Sweet potato (ipomoea batatas) is a dicotyledonous plant that belongs to the family of convolvulaceae [1] . It is popularly known for its starchy and edible tubers as root vegetable [2] . According to [3] , the young leaves and shoots are sometimes eaten as greens. The plants are herbaceous perennial plants bearing alternate heart-shaped or palmately lobed leaves and medium sized sympetalous flowers with a smooth skin whose colours range among yellow, orange, red, brown, and purple. Sweet potato varieties with white or pale yellow flesh are less sweet and moist than those with red, pink orange flesh [4] . Sweet potato is a stable food crop that is widely cultivated in most parts of Africa, most especially in Nigeria though it’s believed to have originated from Central America or South America. In Nigerian markets, three varieties are in popular demands: the purple, yellow and white potato. Abundant evidence shows that sweet potatoes are spread widely through the migration roots of people in the new world tropics before the discovery of America [5] [6] .

Sweet potato (Ipomoea batatas) is the world’s eleventh most important food crop after wheat, rice, maize, potato, barley and cassava and has different varieties within the series batatas. There are thirteen wild species related to sweet potatoes [7] [8] . It is cooked or used to make cakes, chapattis, mandazia, bread, buns and cookies [9] . The young leafy shoots which are eaten as a green vegetable in some countries has high protein of about 20% dry weight and are good source of b-carotene, thyamine (Vitamin B1), riboflavin (B2), folic acid [10] . The primary centre of diversity of sweet potatoes is located in North Western and South America (Colombia, Ecuador, and Peru) and parts of Central America (such as Guatemala) where a great diversity of native sweet potatoes, weeds and wild ipomoea exists. Secondary centres of sweet potato diversity outside of the Americas are in China, South East Asia, New Guinea and East Africa [11] [12] . Though some varieties are popularly known as the Irish potato by indicating their non nativeness, the crop is widely cultivated and has formed a staple food in all parts of Nigeria.

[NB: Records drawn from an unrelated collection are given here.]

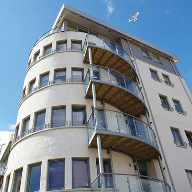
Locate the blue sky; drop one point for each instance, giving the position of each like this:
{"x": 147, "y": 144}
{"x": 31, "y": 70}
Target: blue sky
{"x": 165, "y": 23}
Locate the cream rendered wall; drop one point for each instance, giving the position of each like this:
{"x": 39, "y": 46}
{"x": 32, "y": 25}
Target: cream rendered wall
{"x": 179, "y": 158}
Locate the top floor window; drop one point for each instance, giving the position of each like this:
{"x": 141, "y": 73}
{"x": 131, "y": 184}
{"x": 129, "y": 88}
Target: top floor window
{"x": 61, "y": 46}
{"x": 76, "y": 45}
{"x": 166, "y": 79}
{"x": 156, "y": 58}
{"x": 47, "y": 50}
{"x": 145, "y": 53}
{"x": 177, "y": 106}
{"x": 154, "y": 75}
{"x": 36, "y": 56}
{"x": 164, "y": 102}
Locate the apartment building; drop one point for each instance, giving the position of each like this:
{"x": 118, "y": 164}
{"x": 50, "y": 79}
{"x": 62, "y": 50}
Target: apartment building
{"x": 101, "y": 110}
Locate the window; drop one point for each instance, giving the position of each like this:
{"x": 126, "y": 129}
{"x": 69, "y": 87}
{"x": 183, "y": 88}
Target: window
{"x": 177, "y": 137}
{"x": 36, "y": 56}
{"x": 39, "y": 121}
{"x": 145, "y": 53}
{"x": 81, "y": 178}
{"x": 58, "y": 117}
{"x": 189, "y": 176}
{"x": 60, "y": 76}
{"x": 56, "y": 174}
{"x": 17, "y": 180}
{"x": 32, "y": 86}
{"x": 189, "y": 137}
{"x": 177, "y": 106}
{"x": 47, "y": 50}
{"x": 154, "y": 75}
{"x": 33, "y": 182}
{"x": 76, "y": 46}
{"x": 71, "y": 27}
{"x": 77, "y": 75}
{"x": 7, "y": 183}
{"x": 107, "y": 169}
{"x": 164, "y": 102}
{"x": 61, "y": 46}
{"x": 166, "y": 79}
{"x": 44, "y": 80}
{"x": 79, "y": 116}
{"x": 156, "y": 58}
{"x": 25, "y": 129}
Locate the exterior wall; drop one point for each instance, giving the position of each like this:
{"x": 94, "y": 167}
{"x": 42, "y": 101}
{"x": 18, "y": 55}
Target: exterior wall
{"x": 178, "y": 158}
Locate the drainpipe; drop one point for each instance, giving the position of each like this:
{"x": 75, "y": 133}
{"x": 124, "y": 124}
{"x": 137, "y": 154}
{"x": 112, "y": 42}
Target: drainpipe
{"x": 180, "y": 80}
{"x": 102, "y": 177}
{"x": 163, "y": 154}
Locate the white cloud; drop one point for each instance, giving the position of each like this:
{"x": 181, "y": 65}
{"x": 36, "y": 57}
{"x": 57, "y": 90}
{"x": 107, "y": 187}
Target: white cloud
{"x": 110, "y": 6}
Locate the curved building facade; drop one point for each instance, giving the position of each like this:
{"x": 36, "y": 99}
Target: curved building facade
{"x": 84, "y": 122}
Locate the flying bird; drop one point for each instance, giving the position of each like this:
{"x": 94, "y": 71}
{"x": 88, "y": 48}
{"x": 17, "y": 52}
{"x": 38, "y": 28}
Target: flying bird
{"x": 134, "y": 17}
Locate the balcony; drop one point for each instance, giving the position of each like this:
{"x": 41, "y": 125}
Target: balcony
{"x": 116, "y": 89}
{"x": 130, "y": 183}
{"x": 123, "y": 133}
{"x": 108, "y": 54}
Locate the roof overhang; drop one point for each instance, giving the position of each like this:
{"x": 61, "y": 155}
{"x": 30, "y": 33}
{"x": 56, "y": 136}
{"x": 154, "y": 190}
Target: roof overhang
{"x": 85, "y": 20}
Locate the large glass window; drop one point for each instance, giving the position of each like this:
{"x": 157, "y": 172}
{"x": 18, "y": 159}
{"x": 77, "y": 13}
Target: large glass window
{"x": 164, "y": 102}
{"x": 79, "y": 116}
{"x": 36, "y": 56}
{"x": 34, "y": 178}
{"x": 76, "y": 45}
{"x": 40, "y": 121}
{"x": 17, "y": 180}
{"x": 7, "y": 183}
{"x": 61, "y": 46}
{"x": 81, "y": 177}
{"x": 177, "y": 137}
{"x": 56, "y": 174}
{"x": 32, "y": 86}
{"x": 154, "y": 75}
{"x": 107, "y": 169}
{"x": 47, "y": 50}
{"x": 44, "y": 80}
{"x": 60, "y": 76}
{"x": 58, "y": 117}
{"x": 25, "y": 129}
{"x": 177, "y": 106}
{"x": 77, "y": 75}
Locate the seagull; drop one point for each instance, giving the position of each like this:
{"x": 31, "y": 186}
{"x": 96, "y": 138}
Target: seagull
{"x": 134, "y": 17}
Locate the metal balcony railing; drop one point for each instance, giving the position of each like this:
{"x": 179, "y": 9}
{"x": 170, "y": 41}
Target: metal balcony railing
{"x": 119, "y": 122}
{"x": 106, "y": 44}
{"x": 111, "y": 76}
{"x": 130, "y": 183}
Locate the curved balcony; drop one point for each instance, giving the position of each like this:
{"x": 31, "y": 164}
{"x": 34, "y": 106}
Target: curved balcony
{"x": 116, "y": 89}
{"x": 108, "y": 54}
{"x": 123, "y": 133}
{"x": 130, "y": 183}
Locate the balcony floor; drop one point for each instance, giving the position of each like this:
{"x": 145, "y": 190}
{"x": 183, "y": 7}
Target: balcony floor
{"x": 127, "y": 144}
{"x": 110, "y": 60}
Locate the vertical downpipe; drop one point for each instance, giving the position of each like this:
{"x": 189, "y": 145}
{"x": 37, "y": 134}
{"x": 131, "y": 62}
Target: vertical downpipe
{"x": 103, "y": 186}
{"x": 163, "y": 154}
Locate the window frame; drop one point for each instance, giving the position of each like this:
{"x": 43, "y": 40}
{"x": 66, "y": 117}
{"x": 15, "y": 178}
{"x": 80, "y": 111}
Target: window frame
{"x": 29, "y": 175}
{"x": 47, "y": 47}
{"x": 48, "y": 174}
{"x": 180, "y": 142}
{"x": 146, "y": 52}
{"x": 88, "y": 172}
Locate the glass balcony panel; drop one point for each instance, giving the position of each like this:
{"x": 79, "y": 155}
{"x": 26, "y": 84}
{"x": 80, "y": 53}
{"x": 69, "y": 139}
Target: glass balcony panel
{"x": 142, "y": 130}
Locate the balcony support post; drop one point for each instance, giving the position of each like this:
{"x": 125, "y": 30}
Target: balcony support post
{"x": 102, "y": 177}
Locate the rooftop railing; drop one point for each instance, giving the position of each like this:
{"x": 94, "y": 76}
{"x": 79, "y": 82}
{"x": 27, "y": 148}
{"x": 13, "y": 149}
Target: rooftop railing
{"x": 119, "y": 122}
{"x": 100, "y": 42}
{"x": 130, "y": 183}
{"x": 111, "y": 76}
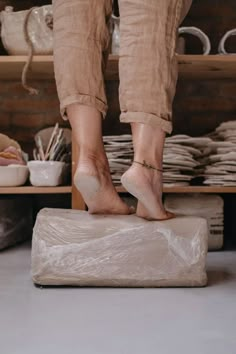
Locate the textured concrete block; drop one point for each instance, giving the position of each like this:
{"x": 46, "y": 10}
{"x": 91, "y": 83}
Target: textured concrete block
{"x": 74, "y": 248}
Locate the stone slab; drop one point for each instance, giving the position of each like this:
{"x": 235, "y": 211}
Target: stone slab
{"x": 78, "y": 249}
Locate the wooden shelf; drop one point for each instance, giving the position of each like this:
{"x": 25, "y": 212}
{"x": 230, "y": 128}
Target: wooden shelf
{"x": 68, "y": 190}
{"x": 190, "y": 66}
{"x": 193, "y": 189}
{"x": 35, "y": 190}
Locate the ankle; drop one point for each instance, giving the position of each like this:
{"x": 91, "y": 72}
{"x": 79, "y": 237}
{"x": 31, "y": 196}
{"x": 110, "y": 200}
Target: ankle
{"x": 144, "y": 160}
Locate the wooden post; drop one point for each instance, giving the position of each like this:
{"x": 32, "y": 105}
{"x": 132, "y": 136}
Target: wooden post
{"x": 77, "y": 200}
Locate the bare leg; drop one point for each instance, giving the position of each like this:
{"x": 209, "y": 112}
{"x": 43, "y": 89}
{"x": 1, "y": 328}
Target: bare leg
{"x": 146, "y": 184}
{"x": 92, "y": 177}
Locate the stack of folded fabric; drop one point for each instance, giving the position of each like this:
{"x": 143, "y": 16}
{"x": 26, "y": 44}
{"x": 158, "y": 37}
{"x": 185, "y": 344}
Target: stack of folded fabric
{"x": 220, "y": 165}
{"x": 181, "y": 154}
{"x": 119, "y": 150}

Within the series batatas there are 13 wild species that are considered to be related to sweet potatoes [7] [8] . According to [13] , there are about six thousand five hundred (6500) sweet potatoes’ varieties, including wild accessions, farmer varieties and breeding lines. The skin colours of sweet potatoes come in various shades yellow-orange skins, creamy white, tan, reddish purple and red. Ipomoea batatas is not known in the wild and plants found growing in the wild are remnants from abandoned cultivated fields or coming from sweet potato seeds, which continue growing by vegetative propagation. Several wild ipomoea species having some morphological resemblance to Ipomoea batatas have been considered as potential wild ancestors of the sweet potato [14] .

Sweet potato has so many varieties, including wild accessions, farmers’ varieties and breeding lines. This study is to reveal the anatomical (Leaf epidermal) and morphological similarities and differences of three varieties of sweet potato (Ipomoea batatas). The aim is to establish the degree of relatedness or divergence among three varieties of sweet potato and establish the phylogenetic relationship that exists amongst them.

2. Materials and Methods

Ten (10) tubers of the representative samples of three varieties of sweet potato (Purple, Yellow and White varieties) were collected from different locations (Mararaba, Masaka, Keffi, Lafia, Makurdi, Gboko, Jos and Suleja) within the north central part of Nigeria and planted in the research farm of the University of Agriculture, Makurdi, Nigeria. At full maturity, they were characterized using macroscopic and microscopic taxonomic sources of evidence.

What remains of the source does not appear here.